Sounds solid. If you want to push it further, try lowering the shadow factor on that X‑edge to 0.2 and see if the route still prefers the black‑market shortcut. Or bump loyalty on block 10—sometimes the algorithm gets stuck on a high‑loyalty but high‑decay spot. Let me know if you want me to run another tweak.
Lowering the shadow factor to 0.2 will indeed push the algorithm to consider alternative routes. I’ll run the calculation with that change and see the new optimal path. If block 10’s loyalty goes up to 0.95, the algorithm should still prefer the black‑market edge, but the cost gap will narrow. I’ll check both scenarios and share the updated costs.

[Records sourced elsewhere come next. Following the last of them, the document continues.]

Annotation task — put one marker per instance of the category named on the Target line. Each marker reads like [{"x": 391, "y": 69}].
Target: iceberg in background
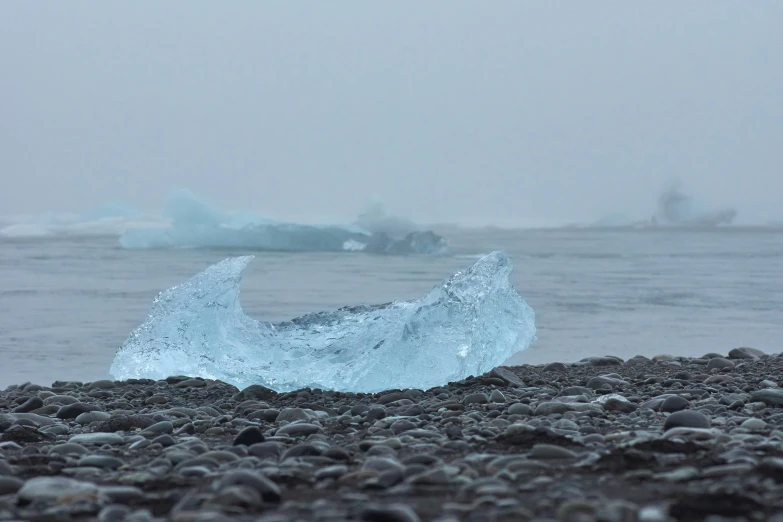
[
  {"x": 468, "y": 325},
  {"x": 109, "y": 219},
  {"x": 376, "y": 220},
  {"x": 195, "y": 224},
  {"x": 678, "y": 209}
]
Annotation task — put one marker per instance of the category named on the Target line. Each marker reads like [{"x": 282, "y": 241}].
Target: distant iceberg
[
  {"x": 471, "y": 323},
  {"x": 678, "y": 209},
  {"x": 674, "y": 209},
  {"x": 376, "y": 220},
  {"x": 196, "y": 224},
  {"x": 109, "y": 219}
]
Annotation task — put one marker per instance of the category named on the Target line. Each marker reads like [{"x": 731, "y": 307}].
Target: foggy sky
[{"x": 502, "y": 111}]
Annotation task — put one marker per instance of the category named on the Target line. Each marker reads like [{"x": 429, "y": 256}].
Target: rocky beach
[{"x": 648, "y": 440}]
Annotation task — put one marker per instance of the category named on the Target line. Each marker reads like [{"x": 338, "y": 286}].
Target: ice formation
[
  {"x": 471, "y": 323},
  {"x": 678, "y": 209},
  {"x": 376, "y": 220},
  {"x": 109, "y": 219},
  {"x": 195, "y": 224}
]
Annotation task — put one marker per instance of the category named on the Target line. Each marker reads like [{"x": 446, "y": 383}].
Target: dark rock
[
  {"x": 255, "y": 391},
  {"x": 390, "y": 513},
  {"x": 719, "y": 363},
  {"x": 268, "y": 490},
  {"x": 392, "y": 397},
  {"x": 249, "y": 436},
  {"x": 686, "y": 419},
  {"x": 506, "y": 375},
  {"x": 33, "y": 403},
  {"x": 770, "y": 396},
  {"x": 746, "y": 353},
  {"x": 71, "y": 411},
  {"x": 674, "y": 403}
]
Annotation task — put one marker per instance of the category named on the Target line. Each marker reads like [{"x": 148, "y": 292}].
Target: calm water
[{"x": 67, "y": 304}]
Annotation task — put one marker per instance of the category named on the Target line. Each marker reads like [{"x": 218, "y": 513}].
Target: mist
[{"x": 447, "y": 111}]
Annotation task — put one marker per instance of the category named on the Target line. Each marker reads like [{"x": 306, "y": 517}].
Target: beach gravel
[{"x": 602, "y": 440}]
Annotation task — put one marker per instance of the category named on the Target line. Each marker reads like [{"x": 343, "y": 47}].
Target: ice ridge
[{"x": 471, "y": 323}]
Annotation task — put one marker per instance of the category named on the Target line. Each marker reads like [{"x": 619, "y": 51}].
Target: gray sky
[{"x": 504, "y": 111}]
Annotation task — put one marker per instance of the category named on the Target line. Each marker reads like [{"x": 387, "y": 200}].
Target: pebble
[
  {"x": 97, "y": 438},
  {"x": 674, "y": 403},
  {"x": 49, "y": 489},
  {"x": 686, "y": 419},
  {"x": 186, "y": 449}
]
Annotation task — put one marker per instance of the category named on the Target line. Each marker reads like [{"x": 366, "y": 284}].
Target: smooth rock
[
  {"x": 687, "y": 419},
  {"x": 50, "y": 489},
  {"x": 97, "y": 438}
]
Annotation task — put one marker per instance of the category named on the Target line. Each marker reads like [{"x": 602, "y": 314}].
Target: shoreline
[{"x": 674, "y": 438}]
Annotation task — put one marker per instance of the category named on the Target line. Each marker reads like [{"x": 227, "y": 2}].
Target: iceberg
[
  {"x": 376, "y": 220},
  {"x": 678, "y": 209},
  {"x": 109, "y": 219},
  {"x": 471, "y": 323},
  {"x": 195, "y": 224}
]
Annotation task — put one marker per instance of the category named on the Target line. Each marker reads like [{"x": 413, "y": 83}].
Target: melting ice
[
  {"x": 194, "y": 223},
  {"x": 469, "y": 324}
]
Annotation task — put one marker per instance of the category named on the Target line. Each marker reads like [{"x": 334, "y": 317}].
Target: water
[{"x": 66, "y": 304}]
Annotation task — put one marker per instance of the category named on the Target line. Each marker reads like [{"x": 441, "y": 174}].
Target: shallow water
[{"x": 66, "y": 304}]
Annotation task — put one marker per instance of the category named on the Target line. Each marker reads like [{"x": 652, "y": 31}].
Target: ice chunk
[
  {"x": 676, "y": 208},
  {"x": 471, "y": 323},
  {"x": 109, "y": 219},
  {"x": 375, "y": 219},
  {"x": 195, "y": 224}
]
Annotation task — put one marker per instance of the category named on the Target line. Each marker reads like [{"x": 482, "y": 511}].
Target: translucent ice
[
  {"x": 471, "y": 323},
  {"x": 197, "y": 224}
]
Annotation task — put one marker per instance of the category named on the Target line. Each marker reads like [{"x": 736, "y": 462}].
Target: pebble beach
[{"x": 610, "y": 440}]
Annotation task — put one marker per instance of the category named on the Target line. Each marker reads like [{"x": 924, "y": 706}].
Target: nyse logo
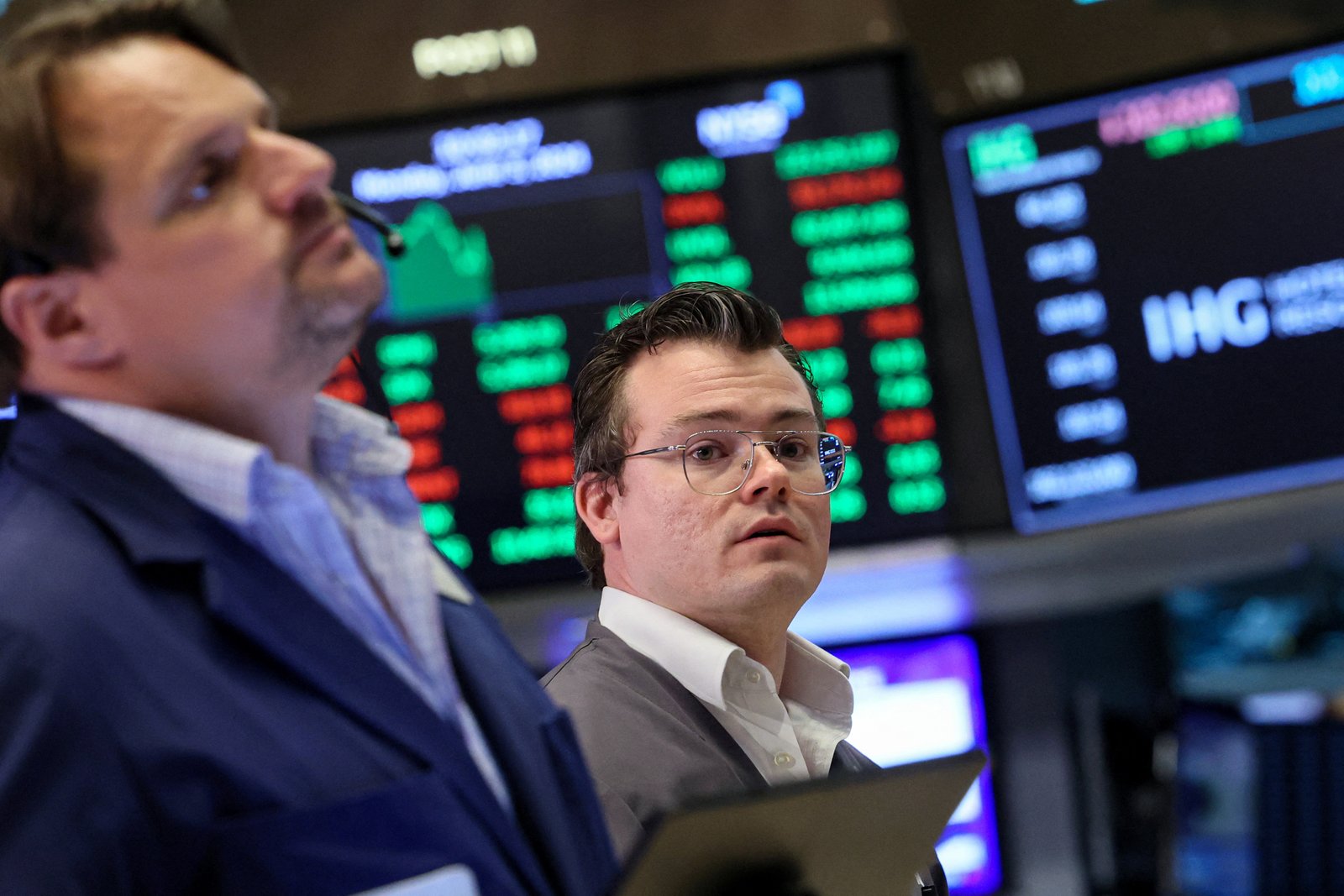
[{"x": 1180, "y": 325}]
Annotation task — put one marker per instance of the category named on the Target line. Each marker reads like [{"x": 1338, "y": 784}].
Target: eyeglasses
[{"x": 719, "y": 461}]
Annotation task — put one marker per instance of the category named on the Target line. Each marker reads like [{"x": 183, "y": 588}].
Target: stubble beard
[{"x": 324, "y": 322}]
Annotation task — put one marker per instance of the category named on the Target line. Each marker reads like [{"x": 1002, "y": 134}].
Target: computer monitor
[
  {"x": 1158, "y": 281},
  {"x": 918, "y": 700},
  {"x": 534, "y": 228}
]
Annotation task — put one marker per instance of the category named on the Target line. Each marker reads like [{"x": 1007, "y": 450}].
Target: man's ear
[
  {"x": 47, "y": 315},
  {"x": 595, "y": 499}
]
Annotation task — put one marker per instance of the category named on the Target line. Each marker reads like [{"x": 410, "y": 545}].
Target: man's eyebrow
[
  {"x": 725, "y": 418},
  {"x": 185, "y": 161}
]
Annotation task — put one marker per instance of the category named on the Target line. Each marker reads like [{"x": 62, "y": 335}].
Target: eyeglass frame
[{"x": 746, "y": 473}]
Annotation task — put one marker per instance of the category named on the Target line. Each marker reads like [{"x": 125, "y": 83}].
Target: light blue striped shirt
[{"x": 351, "y": 533}]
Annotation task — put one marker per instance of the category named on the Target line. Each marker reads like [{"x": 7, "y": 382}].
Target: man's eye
[
  {"x": 212, "y": 175},
  {"x": 795, "y": 449},
  {"x": 706, "y": 452}
]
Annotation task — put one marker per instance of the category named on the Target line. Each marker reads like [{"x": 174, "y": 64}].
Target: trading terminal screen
[
  {"x": 1158, "y": 278},
  {"x": 922, "y": 699},
  {"x": 534, "y": 230}
]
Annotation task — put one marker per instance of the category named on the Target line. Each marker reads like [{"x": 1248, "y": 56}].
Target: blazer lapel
[
  {"x": 156, "y": 524},
  {"x": 508, "y": 714}
]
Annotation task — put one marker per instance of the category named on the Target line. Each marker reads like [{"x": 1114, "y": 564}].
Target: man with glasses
[{"x": 702, "y": 483}]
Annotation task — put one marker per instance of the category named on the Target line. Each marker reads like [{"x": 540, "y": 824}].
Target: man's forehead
[
  {"x": 685, "y": 385},
  {"x": 143, "y": 82}
]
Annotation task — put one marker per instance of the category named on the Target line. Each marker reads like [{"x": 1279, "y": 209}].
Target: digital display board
[
  {"x": 1158, "y": 280},
  {"x": 917, "y": 700},
  {"x": 1000, "y": 55},
  {"x": 533, "y": 231}
]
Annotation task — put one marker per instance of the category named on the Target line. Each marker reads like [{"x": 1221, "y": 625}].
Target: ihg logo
[{"x": 1205, "y": 320}]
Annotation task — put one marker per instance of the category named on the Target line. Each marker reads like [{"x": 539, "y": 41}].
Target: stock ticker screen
[
  {"x": 534, "y": 230},
  {"x": 1158, "y": 278}
]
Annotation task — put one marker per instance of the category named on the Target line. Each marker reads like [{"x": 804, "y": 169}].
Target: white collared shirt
[
  {"x": 790, "y": 732},
  {"x": 349, "y": 533}
]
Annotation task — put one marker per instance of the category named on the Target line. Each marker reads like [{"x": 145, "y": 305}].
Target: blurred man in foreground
[
  {"x": 230, "y": 660},
  {"x": 702, "y": 484}
]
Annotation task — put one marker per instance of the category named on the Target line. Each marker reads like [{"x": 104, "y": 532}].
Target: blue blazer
[{"x": 179, "y": 716}]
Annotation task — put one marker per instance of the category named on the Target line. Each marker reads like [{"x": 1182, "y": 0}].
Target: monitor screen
[
  {"x": 1158, "y": 280},
  {"x": 918, "y": 700},
  {"x": 533, "y": 230}
]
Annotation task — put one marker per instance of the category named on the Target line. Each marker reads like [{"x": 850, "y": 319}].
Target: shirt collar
[
  {"x": 701, "y": 658},
  {"x": 685, "y": 649},
  {"x": 217, "y": 469}
]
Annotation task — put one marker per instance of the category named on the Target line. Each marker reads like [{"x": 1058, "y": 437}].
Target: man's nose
[{"x": 296, "y": 170}]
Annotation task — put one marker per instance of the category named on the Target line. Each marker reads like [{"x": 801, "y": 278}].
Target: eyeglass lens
[{"x": 721, "y": 463}]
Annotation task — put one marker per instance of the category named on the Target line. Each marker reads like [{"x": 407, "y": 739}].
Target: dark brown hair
[
  {"x": 47, "y": 204},
  {"x": 691, "y": 312}
]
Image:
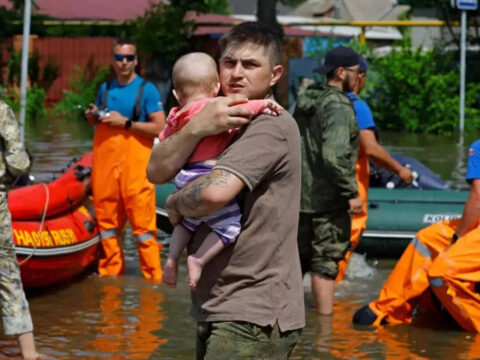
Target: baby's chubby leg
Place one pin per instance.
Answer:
(211, 246)
(180, 238)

Sounds like a plan—let me know what the new numbers look like. I'm curious to see how much the shadow factor and loyalty swing the path. Happy crunching!
With the shadow factor reduced to 0.2 the algorithm now prefers the safer route:
1→2→5→10→15→20→25, total cost 5.04.
If I bump block 10’s loyalty to 0.95 (keeping the 0.2 shadow factor) the path stays the same but the cost drops to 4.88, because the higher loyalty reduces the penalty on that segment. So the shortcut is still used, but the algorithm is less “sticky” to it when the shadow factor is lower.